Gwoli przypomnienia: wiosną 2015 r. rosyjskie okręty co najmniej cztery razy zakłócały realizację projektu podwodnego kabla energetycznego NordBalt, łączącego Szwecję z Litwą. Projektu bardzo ważnego, bo wyrywającego Litwę z postsowieckiego systemu energetycznego. NordBalt, Estlink, terminale LNG w Kłajpedzie i Świnoujściu, terminale naftowe, planowany Baltic Pipe. Takie strategiczne projekty są naturalnym celem Rosjan, którzy mają wiele sposobów, by sparaliżować Bałtyk. Okręty podwodne mogą przecinać biegnące dnem morskim kable komunikacyjne i energetyczne, z okrętów nawodnych można przeprowadzać cyberataki, blokada morska portów i terminali odetnie zaatakowany kraj od dostaw energii, piechota morska może wylądować na oddalonych od lądu, ale strategicznie ważnych wyspach, jak szwedzka Gotlandia czy fińskie Wyspy Alandzkie. Bałtyk jest stosunkowo płytkim i wąskim morzem, więc niewielkie okręty podwodne o napędzie dieslowskim, jakimi dysponuje Rosja, doskonale sobie poradzą w małych przestrzeniach.

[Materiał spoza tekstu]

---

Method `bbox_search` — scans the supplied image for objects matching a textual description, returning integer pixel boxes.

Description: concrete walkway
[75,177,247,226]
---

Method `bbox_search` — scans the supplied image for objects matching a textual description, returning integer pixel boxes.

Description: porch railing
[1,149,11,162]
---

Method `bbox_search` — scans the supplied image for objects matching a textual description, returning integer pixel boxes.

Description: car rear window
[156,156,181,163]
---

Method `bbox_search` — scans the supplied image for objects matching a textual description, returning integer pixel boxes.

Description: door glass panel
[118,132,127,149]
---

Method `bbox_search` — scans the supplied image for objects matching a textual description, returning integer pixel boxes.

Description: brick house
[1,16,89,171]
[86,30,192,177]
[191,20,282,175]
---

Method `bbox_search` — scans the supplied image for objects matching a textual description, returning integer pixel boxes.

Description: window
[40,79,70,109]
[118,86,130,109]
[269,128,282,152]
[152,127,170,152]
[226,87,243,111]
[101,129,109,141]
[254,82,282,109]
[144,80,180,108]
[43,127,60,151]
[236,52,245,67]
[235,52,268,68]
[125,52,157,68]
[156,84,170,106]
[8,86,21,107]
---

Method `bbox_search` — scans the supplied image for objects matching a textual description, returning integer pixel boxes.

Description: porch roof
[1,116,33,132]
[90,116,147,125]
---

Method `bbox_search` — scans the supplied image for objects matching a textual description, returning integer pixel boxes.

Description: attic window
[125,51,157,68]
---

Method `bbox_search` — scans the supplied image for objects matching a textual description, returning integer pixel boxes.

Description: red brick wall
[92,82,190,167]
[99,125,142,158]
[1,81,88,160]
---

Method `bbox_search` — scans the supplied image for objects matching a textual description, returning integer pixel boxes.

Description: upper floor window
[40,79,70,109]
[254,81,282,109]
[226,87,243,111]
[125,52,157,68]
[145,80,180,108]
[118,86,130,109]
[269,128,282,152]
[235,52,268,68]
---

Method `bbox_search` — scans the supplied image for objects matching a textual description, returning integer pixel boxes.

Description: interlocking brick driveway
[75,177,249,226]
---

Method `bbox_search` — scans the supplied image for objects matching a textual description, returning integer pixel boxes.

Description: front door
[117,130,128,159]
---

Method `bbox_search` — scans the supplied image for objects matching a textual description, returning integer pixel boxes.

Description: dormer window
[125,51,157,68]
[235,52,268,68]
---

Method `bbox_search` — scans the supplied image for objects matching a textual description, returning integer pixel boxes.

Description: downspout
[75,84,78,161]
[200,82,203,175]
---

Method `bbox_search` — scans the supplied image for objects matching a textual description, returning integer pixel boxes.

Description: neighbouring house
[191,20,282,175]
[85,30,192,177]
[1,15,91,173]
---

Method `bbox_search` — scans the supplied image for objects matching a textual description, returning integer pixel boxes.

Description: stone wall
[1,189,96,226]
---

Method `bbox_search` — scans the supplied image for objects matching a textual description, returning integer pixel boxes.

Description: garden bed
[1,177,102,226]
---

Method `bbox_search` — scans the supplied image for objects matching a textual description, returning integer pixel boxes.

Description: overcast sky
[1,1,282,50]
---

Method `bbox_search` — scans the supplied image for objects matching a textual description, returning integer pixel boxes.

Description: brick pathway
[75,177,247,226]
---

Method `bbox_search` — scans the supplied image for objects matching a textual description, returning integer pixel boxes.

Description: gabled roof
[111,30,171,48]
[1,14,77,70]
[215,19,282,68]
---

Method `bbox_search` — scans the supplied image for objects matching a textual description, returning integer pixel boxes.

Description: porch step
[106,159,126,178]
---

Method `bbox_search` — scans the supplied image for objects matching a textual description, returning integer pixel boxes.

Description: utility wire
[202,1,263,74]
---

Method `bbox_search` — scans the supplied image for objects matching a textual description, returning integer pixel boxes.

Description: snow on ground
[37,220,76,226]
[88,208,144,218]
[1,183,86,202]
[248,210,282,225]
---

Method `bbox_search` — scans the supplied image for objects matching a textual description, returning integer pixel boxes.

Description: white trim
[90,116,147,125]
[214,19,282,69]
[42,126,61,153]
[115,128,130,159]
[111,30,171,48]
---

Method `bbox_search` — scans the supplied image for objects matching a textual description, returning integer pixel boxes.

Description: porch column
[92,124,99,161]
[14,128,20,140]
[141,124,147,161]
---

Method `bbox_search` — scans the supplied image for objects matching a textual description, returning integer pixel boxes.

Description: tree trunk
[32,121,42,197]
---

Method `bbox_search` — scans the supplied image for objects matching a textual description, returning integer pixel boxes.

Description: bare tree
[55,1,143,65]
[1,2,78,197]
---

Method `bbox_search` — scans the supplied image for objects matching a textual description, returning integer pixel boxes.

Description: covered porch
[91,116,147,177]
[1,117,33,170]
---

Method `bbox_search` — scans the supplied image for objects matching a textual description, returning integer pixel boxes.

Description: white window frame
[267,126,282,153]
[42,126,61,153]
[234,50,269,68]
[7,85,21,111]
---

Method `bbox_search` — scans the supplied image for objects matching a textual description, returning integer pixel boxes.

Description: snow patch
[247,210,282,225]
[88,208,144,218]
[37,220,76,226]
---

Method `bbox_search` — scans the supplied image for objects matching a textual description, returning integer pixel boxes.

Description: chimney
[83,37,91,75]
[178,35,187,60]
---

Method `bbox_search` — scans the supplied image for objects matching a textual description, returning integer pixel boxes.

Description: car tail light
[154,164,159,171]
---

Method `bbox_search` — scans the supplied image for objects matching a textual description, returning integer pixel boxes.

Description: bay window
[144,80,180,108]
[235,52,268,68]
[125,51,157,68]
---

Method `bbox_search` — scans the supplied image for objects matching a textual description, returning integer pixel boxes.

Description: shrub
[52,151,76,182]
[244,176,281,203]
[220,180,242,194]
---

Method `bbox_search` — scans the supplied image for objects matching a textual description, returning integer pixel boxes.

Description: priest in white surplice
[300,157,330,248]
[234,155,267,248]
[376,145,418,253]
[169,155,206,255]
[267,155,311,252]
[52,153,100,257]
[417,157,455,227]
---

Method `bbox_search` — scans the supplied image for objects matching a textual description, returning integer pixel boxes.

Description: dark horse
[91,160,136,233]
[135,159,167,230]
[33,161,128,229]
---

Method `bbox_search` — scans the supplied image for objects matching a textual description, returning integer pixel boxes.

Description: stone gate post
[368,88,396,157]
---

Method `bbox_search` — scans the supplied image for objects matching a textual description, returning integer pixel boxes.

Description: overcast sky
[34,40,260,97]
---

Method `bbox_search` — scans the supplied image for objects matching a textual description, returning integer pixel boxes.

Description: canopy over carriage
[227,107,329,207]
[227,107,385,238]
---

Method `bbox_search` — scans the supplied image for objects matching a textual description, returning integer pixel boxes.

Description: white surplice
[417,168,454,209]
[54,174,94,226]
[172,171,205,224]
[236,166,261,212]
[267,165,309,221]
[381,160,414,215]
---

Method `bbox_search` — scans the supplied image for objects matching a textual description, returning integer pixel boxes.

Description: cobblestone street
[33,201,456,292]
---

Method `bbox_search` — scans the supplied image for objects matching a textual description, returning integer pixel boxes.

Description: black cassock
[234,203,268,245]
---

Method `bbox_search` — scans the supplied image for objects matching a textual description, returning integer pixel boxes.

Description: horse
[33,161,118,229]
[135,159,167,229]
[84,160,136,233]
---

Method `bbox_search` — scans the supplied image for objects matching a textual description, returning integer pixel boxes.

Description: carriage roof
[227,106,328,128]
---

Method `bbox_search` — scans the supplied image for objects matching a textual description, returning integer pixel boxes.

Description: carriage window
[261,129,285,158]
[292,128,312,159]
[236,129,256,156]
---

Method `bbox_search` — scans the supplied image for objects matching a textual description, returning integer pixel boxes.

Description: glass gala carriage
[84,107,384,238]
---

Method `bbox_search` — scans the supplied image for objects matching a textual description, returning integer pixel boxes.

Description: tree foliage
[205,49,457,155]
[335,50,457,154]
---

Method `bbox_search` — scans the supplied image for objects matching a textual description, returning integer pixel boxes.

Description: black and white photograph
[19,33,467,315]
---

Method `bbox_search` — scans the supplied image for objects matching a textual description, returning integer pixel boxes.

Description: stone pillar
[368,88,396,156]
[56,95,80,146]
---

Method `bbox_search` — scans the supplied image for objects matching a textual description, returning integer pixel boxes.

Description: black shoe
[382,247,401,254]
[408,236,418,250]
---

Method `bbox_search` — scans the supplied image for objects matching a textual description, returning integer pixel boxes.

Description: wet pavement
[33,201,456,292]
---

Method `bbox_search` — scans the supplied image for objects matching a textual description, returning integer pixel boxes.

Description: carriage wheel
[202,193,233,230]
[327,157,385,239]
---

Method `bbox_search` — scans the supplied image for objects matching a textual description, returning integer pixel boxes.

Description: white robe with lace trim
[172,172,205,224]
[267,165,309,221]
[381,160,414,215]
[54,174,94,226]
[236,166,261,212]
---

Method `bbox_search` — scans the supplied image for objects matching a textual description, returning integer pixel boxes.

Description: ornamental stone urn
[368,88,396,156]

W rozmowie z niemiecką „Frankfurter Allgemeine Sonntagszeitung” sekretarz generalny NATO Jens Stoltenberg wskazał, że w ostatnich latach „Rosja intensywnie inwestowała w swoją marynarkę wojenną, a zwłaszcza w okręty podwodne”. Ale narzędzi pozwalających zapanować nad Bałtykiem Rosjanie mają dużo więcej. Zainstalowane w eksklawie kaliningradzkiej systemy rakietowe w rodzaju Bastiona, dają panowanie nad większością akwenu. Flota Bałtycka ma dostać więcej małych okrętów rakietowych, a część z nich już jest uzbrojona w rakiety Kalibr, mające zasięg wykraczający daleko poza Bałtyk. Ale przecież nie tylko Bałtyk jest zagrożony. Stoltenberg niedawno ostrzegał przed rosnącą aktywnością rosyjskich okrętów podwodnych na Atlantyku. W połowie grudnia szef sztabu obrony Wielkiej Brytanii sir Stuart Peach ostrzegł, że celem ataków ze strony Rosji mogą stać się podmorskie kable telekomunikacyjne. Amerykański admirał Andrew Lennon, dowódca floty podwodnej NATO, tak zaś mówił na łamach „Washington Post”: „Obecnie obserwujemy rosyjską aktywność podwodną w pobliżu podwodnych kabli na niespotykaną dotąd skalę. Rosja wyraźnie wykazuje zainteresowanie podwodną infrastrukturą NATO i krajów Sojuszu”. Nie jest przypadkiem, że NATO postanowiło niedawno przywrócić zamknięte po zakończeniu zimnej wojny dowództwo na Atlantyku.

Gdzie leży prawda?

Tak, jak przecięcie kabli na Atlantyku ma odseparować Europę od USA, tak paraliż infrastruktury na Bałtyku ma odciąć kraje bałtyckie od Skandynawii i Zachodu. Zresztą sabotaż na Atlantyku i paraliż komunikacji transatlantyckiej również pomógłby Rosjanom szybko podbić kraje bałtyckie – poważnie utrudniając reakcję Zachodu. I to właśnie zagrożenie należy traktować z większą powagą, niż nieuzasadnione z militarnego punktu widzenia ruchy w rodzaju nalotu strategicznych bombowców rosyjskich na niemieckie i holenderskie wybrzeże – którymi co niektórzy straszą. Propagowanie (fałszywego) obrazu rzekomej ogromnej siły i determinacji Rosji jest niemniej szkodliwe, niż jej niedocenianie i twierdzenie, że Zapad-2017 miały wyłącznie obronny charakter.